L'application du texte dans toute sa rigueur (Sous-section I) incite parfois les parties à emprunter la voie, inadaptée, de l'adoption (Sous-section II).
L'exigence d'un nombre minimum d'enfants communs
L'exigence d'un nombre minimum d'enfants communs
Corollaire de la notion de partage conjonctif
– Pour que le partage soit conjonctif, il lui faut plusieurs parties prenantes. – Pour qu'il y ait partage conjonctif, il faut nécessairement qu'il y ait pluralité de donataires recueillant leurs droits dans la libéralité conjonctive. En pratique, les donateurs doivent donc avoir au moins deux enfants issus de leur union commune, puisque ce n'est qu'à leur égard qu'il est possible de parler de partage conjonctif. Ce n'était pas une évidence découlant du libellé de l'article 1076-1 du Code civil, mais une réponse ministérielle a confirmé cette solution quelques mois après l'entrée en vigueur du dispositif. Nul ne peut savoir si tel était, effectivement, le vœu du législateur ; il demeure que la doctrine paraît unanimement partager ce point de vue.

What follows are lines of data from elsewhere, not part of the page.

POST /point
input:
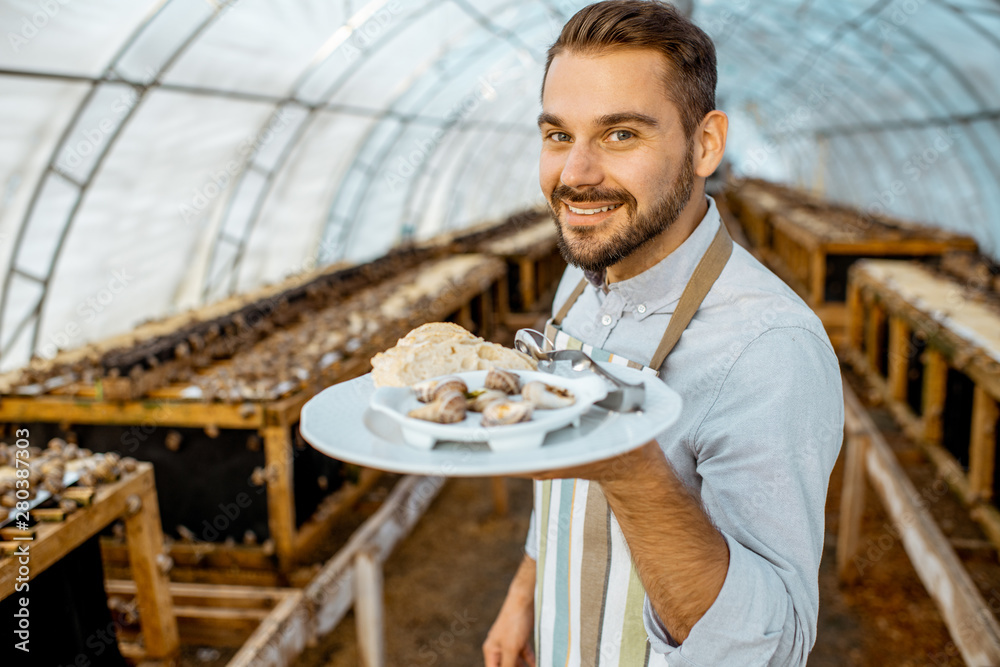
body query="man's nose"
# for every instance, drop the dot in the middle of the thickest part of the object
(582, 167)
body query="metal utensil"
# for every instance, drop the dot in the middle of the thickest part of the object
(625, 397)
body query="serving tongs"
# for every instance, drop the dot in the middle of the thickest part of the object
(625, 397)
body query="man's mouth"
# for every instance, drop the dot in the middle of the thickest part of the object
(591, 211)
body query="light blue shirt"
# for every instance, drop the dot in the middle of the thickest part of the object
(758, 436)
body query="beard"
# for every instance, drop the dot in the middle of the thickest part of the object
(594, 249)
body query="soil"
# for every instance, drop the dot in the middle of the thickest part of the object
(446, 582)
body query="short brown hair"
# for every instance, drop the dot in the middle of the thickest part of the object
(648, 24)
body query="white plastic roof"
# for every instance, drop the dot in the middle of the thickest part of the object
(162, 154)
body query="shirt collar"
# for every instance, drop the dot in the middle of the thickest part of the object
(663, 283)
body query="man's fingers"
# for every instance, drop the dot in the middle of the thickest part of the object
(491, 656)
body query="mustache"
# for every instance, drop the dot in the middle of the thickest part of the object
(568, 194)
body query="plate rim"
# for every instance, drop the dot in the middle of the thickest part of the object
(452, 463)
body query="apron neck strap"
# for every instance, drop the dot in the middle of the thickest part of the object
(568, 304)
(705, 273)
(704, 276)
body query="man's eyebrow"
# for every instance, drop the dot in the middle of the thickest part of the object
(625, 117)
(546, 118)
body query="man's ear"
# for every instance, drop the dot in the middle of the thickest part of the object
(710, 142)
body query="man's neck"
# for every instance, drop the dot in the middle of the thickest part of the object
(653, 252)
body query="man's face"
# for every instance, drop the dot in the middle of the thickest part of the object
(611, 139)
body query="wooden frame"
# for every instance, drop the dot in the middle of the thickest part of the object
(891, 289)
(353, 577)
(207, 615)
(972, 625)
(797, 236)
(272, 420)
(533, 258)
(132, 498)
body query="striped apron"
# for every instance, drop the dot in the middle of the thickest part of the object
(597, 619)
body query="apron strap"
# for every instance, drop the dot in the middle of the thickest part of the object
(705, 273)
(568, 304)
(704, 276)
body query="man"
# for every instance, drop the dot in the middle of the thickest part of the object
(702, 547)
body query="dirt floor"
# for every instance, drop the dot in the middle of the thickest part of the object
(445, 583)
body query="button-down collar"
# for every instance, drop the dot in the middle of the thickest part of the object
(669, 276)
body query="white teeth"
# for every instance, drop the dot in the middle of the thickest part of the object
(592, 211)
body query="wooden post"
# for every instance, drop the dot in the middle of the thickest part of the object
(503, 299)
(876, 319)
(855, 317)
(486, 316)
(465, 317)
(368, 609)
(527, 277)
(982, 444)
(280, 492)
(852, 506)
(899, 358)
(156, 609)
(500, 496)
(817, 276)
(935, 388)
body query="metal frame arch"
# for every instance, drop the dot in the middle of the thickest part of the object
(426, 172)
(110, 76)
(848, 110)
(343, 240)
(925, 95)
(928, 92)
(231, 272)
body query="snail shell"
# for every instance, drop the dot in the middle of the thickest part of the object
(429, 390)
(506, 412)
(447, 408)
(483, 397)
(503, 380)
(546, 397)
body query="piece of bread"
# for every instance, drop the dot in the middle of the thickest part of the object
(441, 348)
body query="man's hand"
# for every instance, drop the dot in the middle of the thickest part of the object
(509, 642)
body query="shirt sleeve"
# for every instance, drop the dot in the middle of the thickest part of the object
(765, 450)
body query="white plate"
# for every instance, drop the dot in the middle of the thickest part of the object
(397, 402)
(339, 423)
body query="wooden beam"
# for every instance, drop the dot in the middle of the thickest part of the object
(973, 628)
(56, 409)
(982, 445)
(209, 595)
(501, 501)
(330, 509)
(935, 389)
(369, 610)
(873, 347)
(280, 493)
(324, 602)
(55, 540)
(527, 284)
(899, 358)
(145, 541)
(855, 314)
(852, 505)
(817, 276)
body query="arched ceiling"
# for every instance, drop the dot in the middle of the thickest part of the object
(158, 155)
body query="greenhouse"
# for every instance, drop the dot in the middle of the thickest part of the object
(243, 241)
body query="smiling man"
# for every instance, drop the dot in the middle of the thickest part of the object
(703, 546)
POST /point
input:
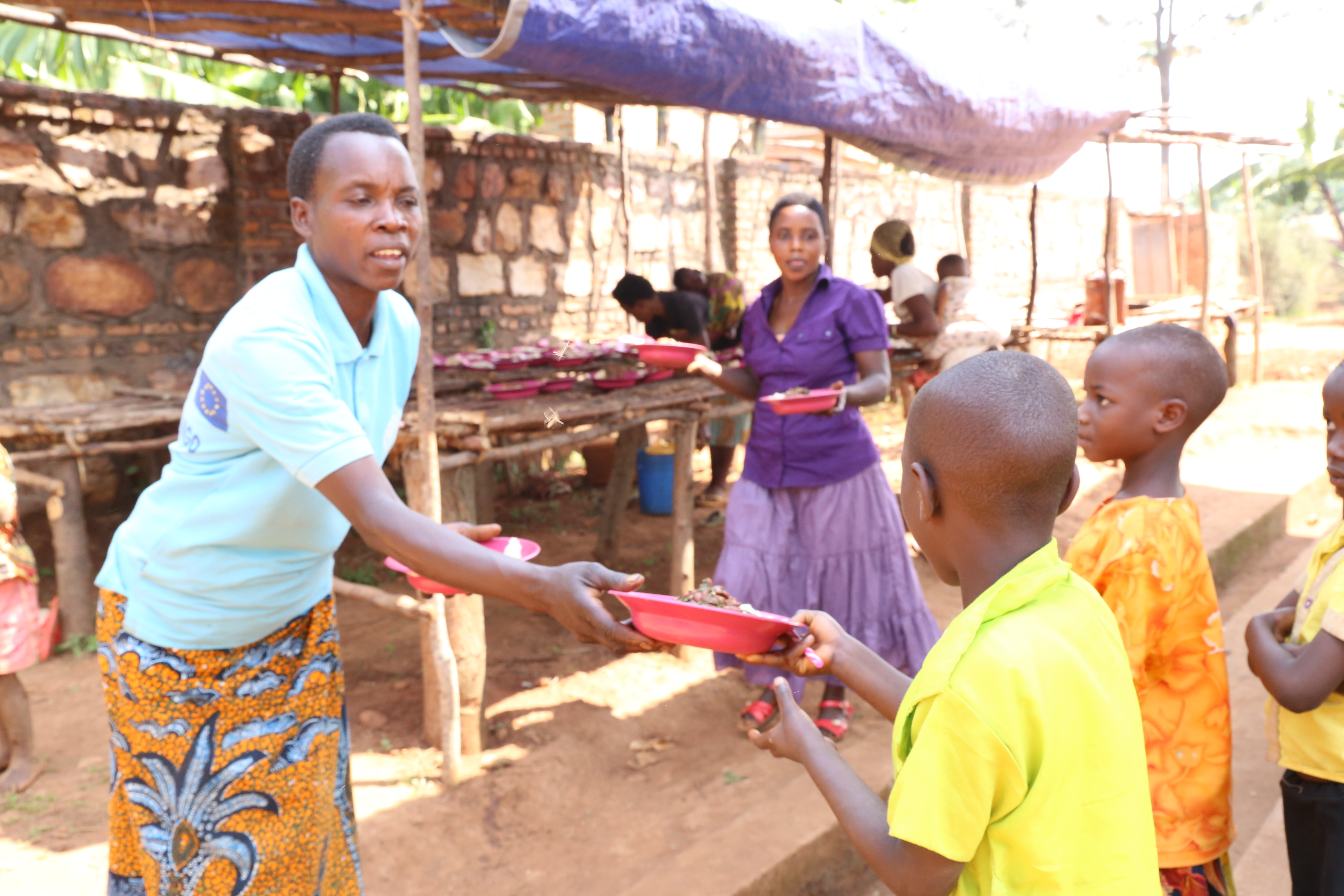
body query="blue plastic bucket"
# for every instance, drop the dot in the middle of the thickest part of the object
(655, 483)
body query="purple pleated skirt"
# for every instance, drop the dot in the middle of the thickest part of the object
(839, 549)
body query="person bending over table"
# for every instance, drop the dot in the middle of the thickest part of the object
(909, 291)
(685, 315)
(217, 627)
(812, 524)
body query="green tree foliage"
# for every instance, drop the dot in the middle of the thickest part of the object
(81, 62)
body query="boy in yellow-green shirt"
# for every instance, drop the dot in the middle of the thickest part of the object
(1019, 750)
(1298, 651)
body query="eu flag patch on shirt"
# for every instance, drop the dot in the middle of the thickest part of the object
(213, 404)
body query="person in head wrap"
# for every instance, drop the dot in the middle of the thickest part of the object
(910, 292)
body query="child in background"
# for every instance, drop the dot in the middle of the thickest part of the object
(1298, 651)
(974, 319)
(21, 632)
(1019, 749)
(1147, 393)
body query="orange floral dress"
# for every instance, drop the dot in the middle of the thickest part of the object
(1147, 559)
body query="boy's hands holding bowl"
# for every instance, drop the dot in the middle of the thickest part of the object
(825, 636)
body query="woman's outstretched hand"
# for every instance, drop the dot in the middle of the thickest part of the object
(825, 636)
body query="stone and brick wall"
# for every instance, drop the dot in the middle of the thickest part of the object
(130, 228)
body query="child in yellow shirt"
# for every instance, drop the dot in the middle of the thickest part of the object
(1018, 747)
(1147, 393)
(1298, 651)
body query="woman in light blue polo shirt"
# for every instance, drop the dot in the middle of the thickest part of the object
(217, 627)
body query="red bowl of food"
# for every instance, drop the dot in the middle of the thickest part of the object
(675, 355)
(517, 549)
(815, 401)
(666, 618)
(521, 389)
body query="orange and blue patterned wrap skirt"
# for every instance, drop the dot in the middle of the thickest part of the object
(230, 769)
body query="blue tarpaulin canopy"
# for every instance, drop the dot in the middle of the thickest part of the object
(916, 101)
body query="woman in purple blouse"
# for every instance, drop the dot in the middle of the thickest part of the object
(814, 523)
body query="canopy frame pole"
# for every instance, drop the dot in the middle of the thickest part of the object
(439, 680)
(1031, 222)
(1206, 211)
(1109, 254)
(1257, 284)
(710, 197)
(828, 198)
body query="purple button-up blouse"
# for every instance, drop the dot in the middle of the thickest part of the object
(838, 320)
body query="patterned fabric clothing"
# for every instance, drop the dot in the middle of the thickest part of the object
(230, 769)
(1207, 879)
(1147, 561)
(17, 561)
(726, 309)
(728, 432)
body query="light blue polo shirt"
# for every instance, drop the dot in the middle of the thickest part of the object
(234, 541)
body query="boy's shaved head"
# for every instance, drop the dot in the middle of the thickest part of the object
(999, 433)
(1176, 362)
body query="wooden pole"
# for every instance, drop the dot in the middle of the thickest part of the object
(1207, 215)
(447, 690)
(628, 445)
(712, 198)
(1257, 284)
(1031, 221)
(70, 545)
(828, 160)
(1108, 256)
(683, 524)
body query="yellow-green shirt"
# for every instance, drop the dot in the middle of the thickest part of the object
(1019, 747)
(1314, 742)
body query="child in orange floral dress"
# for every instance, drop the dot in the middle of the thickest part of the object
(1147, 392)
(19, 640)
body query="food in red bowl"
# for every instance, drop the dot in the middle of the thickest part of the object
(669, 354)
(728, 630)
(517, 549)
(519, 389)
(803, 401)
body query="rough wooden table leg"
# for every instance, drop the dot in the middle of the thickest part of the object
(445, 672)
(683, 526)
(74, 567)
(628, 445)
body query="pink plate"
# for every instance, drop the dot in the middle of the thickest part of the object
(675, 355)
(519, 389)
(818, 401)
(526, 550)
(670, 620)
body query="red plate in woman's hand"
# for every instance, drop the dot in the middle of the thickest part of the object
(811, 404)
(517, 549)
(675, 355)
(666, 618)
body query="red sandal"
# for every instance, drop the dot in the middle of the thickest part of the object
(764, 715)
(835, 729)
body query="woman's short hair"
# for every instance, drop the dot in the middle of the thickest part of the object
(631, 289)
(307, 152)
(807, 201)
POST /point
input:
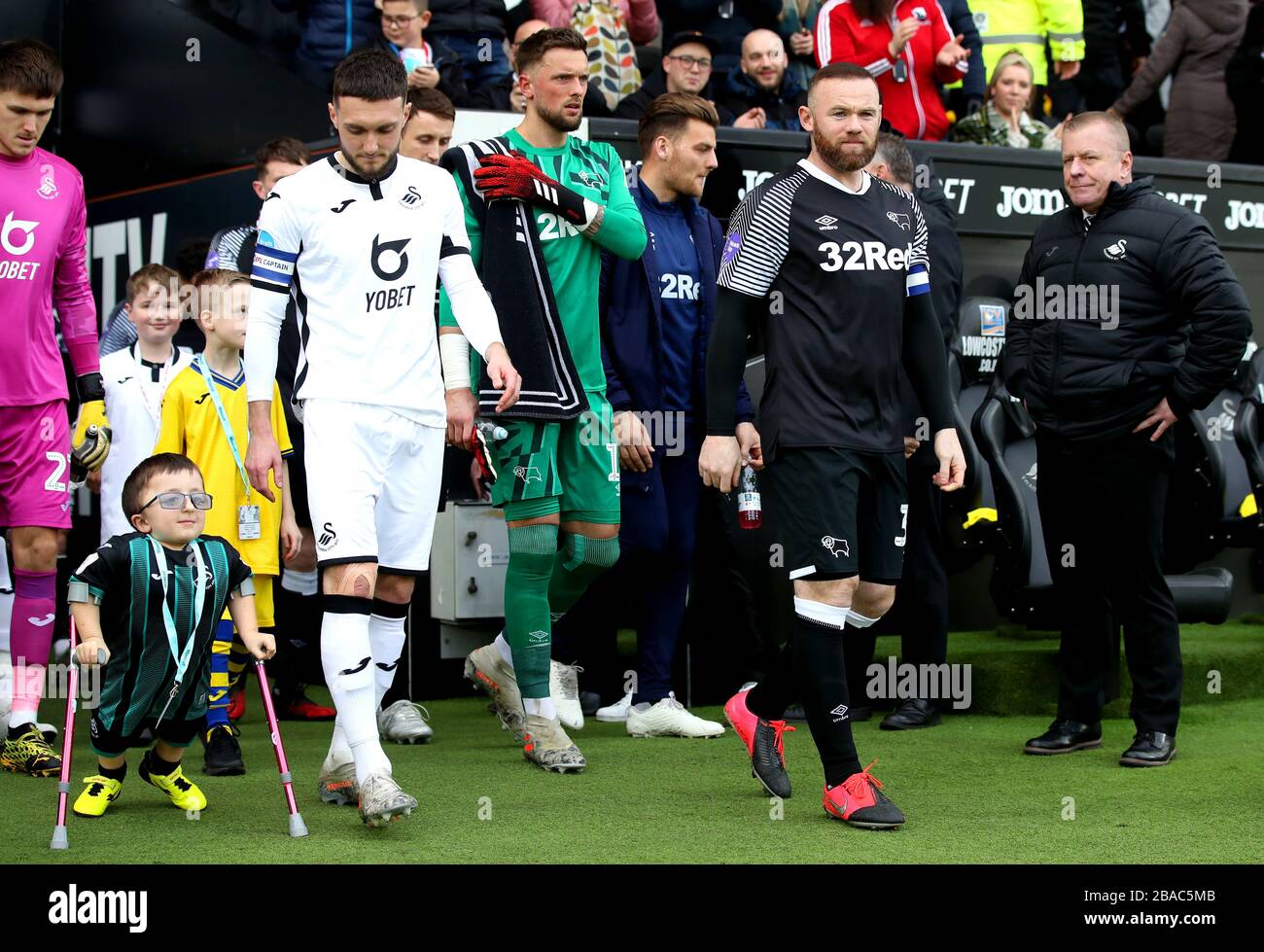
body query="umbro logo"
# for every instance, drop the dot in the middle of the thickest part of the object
(835, 547)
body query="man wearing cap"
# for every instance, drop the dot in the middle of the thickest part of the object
(686, 67)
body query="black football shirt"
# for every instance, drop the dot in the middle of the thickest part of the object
(837, 268)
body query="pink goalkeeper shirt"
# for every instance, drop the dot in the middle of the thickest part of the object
(43, 235)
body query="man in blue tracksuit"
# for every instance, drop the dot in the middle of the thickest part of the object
(656, 316)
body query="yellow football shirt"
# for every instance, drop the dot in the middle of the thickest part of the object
(191, 426)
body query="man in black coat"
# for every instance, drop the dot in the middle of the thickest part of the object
(1126, 316)
(921, 611)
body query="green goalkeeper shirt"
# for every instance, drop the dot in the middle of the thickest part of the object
(594, 171)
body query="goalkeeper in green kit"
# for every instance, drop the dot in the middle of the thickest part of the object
(540, 207)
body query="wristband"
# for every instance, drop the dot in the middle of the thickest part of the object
(454, 355)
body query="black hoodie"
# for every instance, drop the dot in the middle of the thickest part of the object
(1175, 327)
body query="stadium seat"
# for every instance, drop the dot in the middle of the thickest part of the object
(971, 511)
(1022, 583)
(1212, 505)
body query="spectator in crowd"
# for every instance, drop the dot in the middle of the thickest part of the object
(1028, 25)
(641, 16)
(1003, 118)
(921, 611)
(431, 64)
(656, 316)
(429, 130)
(727, 20)
(1108, 25)
(686, 67)
(1244, 77)
(506, 93)
(476, 29)
(1105, 405)
(762, 93)
(906, 46)
(1201, 38)
(796, 25)
(966, 95)
(330, 29)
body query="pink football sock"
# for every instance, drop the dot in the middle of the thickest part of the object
(30, 640)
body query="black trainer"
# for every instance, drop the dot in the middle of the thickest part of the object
(223, 753)
(1066, 736)
(767, 758)
(910, 716)
(1150, 749)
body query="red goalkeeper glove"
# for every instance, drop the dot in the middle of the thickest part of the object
(514, 176)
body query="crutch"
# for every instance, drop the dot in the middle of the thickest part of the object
(63, 786)
(296, 820)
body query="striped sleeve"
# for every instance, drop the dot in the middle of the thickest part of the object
(758, 236)
(918, 281)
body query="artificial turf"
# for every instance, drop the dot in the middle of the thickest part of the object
(969, 793)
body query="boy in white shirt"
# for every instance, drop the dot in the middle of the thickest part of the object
(135, 379)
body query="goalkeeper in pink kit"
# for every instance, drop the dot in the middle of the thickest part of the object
(42, 265)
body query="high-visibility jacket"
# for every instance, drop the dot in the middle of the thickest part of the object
(1024, 25)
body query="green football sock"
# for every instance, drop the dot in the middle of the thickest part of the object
(526, 605)
(577, 564)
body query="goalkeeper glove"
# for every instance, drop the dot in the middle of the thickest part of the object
(514, 176)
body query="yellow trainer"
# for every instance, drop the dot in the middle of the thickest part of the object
(99, 793)
(184, 794)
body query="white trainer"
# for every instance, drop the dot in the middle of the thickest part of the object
(617, 712)
(383, 801)
(564, 689)
(337, 786)
(547, 746)
(669, 719)
(488, 670)
(404, 723)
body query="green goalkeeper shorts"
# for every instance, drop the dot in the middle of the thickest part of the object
(569, 467)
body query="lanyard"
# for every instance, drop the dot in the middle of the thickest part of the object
(182, 657)
(155, 411)
(200, 363)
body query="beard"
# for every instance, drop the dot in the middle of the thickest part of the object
(559, 121)
(839, 159)
(361, 171)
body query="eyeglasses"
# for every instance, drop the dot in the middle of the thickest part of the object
(176, 501)
(689, 62)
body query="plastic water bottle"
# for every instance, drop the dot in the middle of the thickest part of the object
(491, 431)
(750, 511)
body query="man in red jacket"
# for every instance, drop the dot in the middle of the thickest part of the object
(906, 46)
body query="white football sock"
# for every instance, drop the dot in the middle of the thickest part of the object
(346, 656)
(386, 637)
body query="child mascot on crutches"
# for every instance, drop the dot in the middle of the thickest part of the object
(146, 606)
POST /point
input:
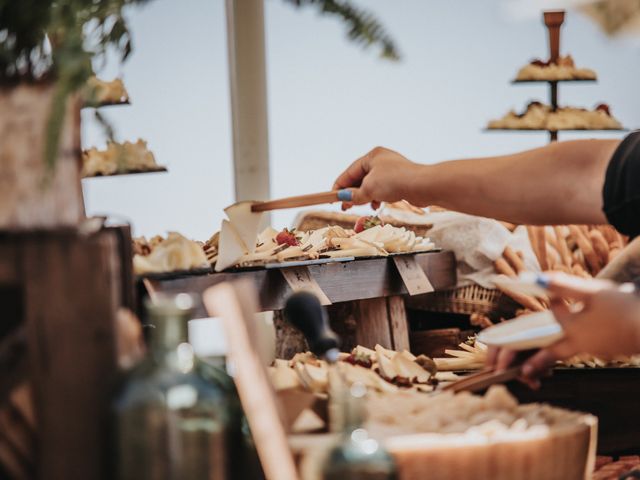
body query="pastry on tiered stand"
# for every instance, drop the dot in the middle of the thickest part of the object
(118, 158)
(539, 116)
(562, 70)
(101, 92)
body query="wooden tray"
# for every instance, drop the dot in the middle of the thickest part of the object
(341, 281)
(131, 172)
(556, 131)
(575, 80)
(612, 394)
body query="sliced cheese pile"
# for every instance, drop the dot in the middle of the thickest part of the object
(471, 355)
(99, 92)
(382, 370)
(241, 244)
(118, 157)
(174, 253)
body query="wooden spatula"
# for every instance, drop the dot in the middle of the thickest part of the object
(482, 380)
(303, 200)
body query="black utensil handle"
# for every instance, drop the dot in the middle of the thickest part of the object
(304, 311)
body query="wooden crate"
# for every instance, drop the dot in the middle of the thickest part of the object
(31, 196)
(70, 288)
(611, 394)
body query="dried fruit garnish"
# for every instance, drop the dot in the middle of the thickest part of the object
(359, 358)
(366, 222)
(287, 237)
(603, 107)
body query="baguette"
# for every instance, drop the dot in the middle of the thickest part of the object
(609, 233)
(542, 247)
(579, 271)
(591, 258)
(533, 239)
(503, 267)
(600, 245)
(514, 260)
(524, 300)
(563, 248)
(551, 238)
(613, 253)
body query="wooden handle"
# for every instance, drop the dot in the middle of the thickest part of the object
(235, 304)
(303, 200)
(482, 380)
(553, 20)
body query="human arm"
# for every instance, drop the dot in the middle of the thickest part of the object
(604, 322)
(560, 183)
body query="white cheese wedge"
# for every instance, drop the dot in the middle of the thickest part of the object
(230, 247)
(307, 421)
(387, 369)
(409, 369)
(245, 222)
(370, 234)
(380, 350)
(283, 378)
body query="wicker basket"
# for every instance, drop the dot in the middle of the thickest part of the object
(314, 220)
(466, 300)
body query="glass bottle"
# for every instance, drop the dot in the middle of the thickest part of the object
(357, 456)
(172, 421)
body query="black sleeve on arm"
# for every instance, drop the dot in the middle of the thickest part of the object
(621, 191)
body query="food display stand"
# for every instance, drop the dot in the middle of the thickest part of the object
(368, 291)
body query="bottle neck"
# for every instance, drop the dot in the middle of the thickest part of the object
(354, 414)
(168, 343)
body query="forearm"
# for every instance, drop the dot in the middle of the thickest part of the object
(557, 184)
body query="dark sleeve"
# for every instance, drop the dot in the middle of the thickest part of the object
(621, 191)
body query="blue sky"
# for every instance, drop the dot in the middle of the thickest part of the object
(330, 101)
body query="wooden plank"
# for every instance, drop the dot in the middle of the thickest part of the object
(26, 201)
(71, 298)
(342, 282)
(235, 304)
(372, 323)
(433, 343)
(398, 323)
(9, 263)
(611, 394)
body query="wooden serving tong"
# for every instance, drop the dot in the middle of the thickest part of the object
(482, 380)
(343, 195)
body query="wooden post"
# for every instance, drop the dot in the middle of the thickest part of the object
(247, 78)
(553, 21)
(31, 197)
(71, 292)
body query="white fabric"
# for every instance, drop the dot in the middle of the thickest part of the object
(477, 242)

– Étroitesse du chas de l'aiguille. – Autant dire qu'en définitive, compte tenu des conditions à réunir, rares seront les familles admises à recourir au schéma novateur que la réforme de 2006 vantait pourtant comme étant l'une de ses grandes évolutions. En sont de facto exclus les couples ayant refait leur vie tardivement et qui pourtant, de par leur âge, auraient peut-être trouvé intérêt à pareille transmission, que ce soit pour assurer celle de leur logement, ou pour permettre à leurs descendants de financer l'accès au leur. Ce qui explique l'observation, dans la pratique notariale, d'un autre phénomène…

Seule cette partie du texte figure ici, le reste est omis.